Yeah, I figured that out, but then I lose the context of comments before that I want to interact with. What I'll probably end up doing is just opening that page in a new tab and flipping between the two.

roderik’s picture

At this moment, only the issue text itself (which is often unchanged) gets shown after I hit the "Preview" button. That doesn't work for me when typing relatively large comments. A comment preview needs to be there too, preferably at the top.

For now, I'll be doing "first comment, then change status" for anything that needs me to sit back and think about what I'm writing.

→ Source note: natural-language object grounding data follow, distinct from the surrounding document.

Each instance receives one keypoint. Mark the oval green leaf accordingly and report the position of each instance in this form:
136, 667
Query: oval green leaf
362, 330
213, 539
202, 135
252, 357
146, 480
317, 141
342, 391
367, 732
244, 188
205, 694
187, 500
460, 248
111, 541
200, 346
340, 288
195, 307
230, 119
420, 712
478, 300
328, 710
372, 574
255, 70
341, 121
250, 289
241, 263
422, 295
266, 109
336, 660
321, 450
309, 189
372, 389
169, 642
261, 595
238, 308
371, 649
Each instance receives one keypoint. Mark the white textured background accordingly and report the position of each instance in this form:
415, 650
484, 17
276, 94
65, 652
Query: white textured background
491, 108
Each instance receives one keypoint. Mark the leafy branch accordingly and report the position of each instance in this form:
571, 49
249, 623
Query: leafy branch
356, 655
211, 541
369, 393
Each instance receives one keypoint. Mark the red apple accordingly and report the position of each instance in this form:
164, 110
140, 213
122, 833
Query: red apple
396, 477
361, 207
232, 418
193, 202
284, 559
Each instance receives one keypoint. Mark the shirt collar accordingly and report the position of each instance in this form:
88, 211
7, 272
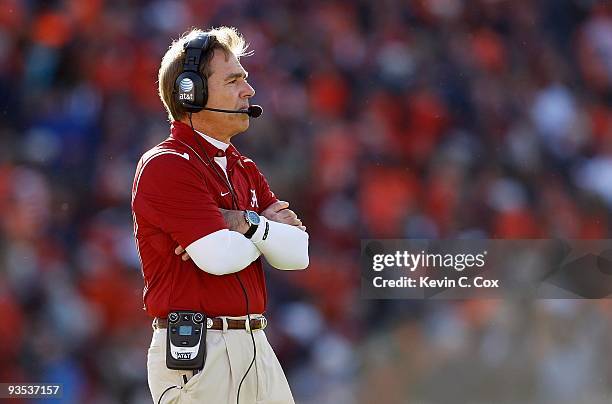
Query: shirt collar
212, 147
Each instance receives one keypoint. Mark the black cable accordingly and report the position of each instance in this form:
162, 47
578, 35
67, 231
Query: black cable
221, 177
246, 296
165, 391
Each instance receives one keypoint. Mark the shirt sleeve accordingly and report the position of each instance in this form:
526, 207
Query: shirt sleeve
285, 247
171, 194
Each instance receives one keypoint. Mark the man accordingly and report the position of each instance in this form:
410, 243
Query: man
203, 216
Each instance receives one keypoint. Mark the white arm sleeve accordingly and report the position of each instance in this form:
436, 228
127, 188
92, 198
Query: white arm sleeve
284, 246
223, 252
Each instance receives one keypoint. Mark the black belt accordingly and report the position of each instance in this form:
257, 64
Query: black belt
216, 323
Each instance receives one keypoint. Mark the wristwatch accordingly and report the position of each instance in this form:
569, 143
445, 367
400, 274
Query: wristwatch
253, 220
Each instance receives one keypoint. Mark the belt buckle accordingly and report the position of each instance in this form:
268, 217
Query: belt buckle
263, 322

(For the rest: yeah, this requires you to open a separate tab for viewing the comments, like Ryan says. I can live with that / was kinda used to working with multiple tabs already when making a longer comment, to prevent constant scrolling between older comments <-> new comment edit box.)

cesarmiquel’s picture

Hey guys! I really like the new look and features of the issue page. One thing that I see as a good adition is to have the issue information block to be sticky so that when you scroll the issue you can always see it. Here's a very quick hack to see how it would work. Go to any issue page and open the Chrome/Firefox JavaScript console. Paste the following two lines:


jQuery('head').append('<script type="text/javascript" src="https://raw.github.com/garand/sticky/master/jquery.sticky.js"></script>');
jQuery('#block-project-issue-issue-metadata').css({width:300}).sticky({topSpacing:10});

The first one loads jquery.sticky.js on the page. The second one turns is on (and also fixes the width of the box to 300px because of an issue with the way sticky ways). Anyway.. I'd be happy to work on this feature if there is interest.

tvn’s picture

Major UX concern with this idea is that the block will be too distracting, when you try to actually read comments.

memesuper’s picture

I agree with you funny memes

alberto56’s picture

"to update anything else, you have to add a new comment and the comment form includes a bunch of "fields" from the node form

...

Not only is this confusing..."

I'm wondering if you have a link to some UX user tests which suggest this is confusing, or an issue where this was discussed more deeploy. I kind of liked the old way of doing things, and would be happy to read more about the debate around changing it.

Thanks!

Albert.

instasafari’s picture

I totally agree with you. 

nithinkolekar’s picture

Why isn't preview button is availabe when adding new comment but available while editng the same comment after submission?. Isn't that make multiple notifications to author?. I think whatever we write in comment body , we can't see typos until it is viewed in rendered mode especially when using HTML entities.

This comment which I am posting now is having peview button. I think only DO's main site is having that problem.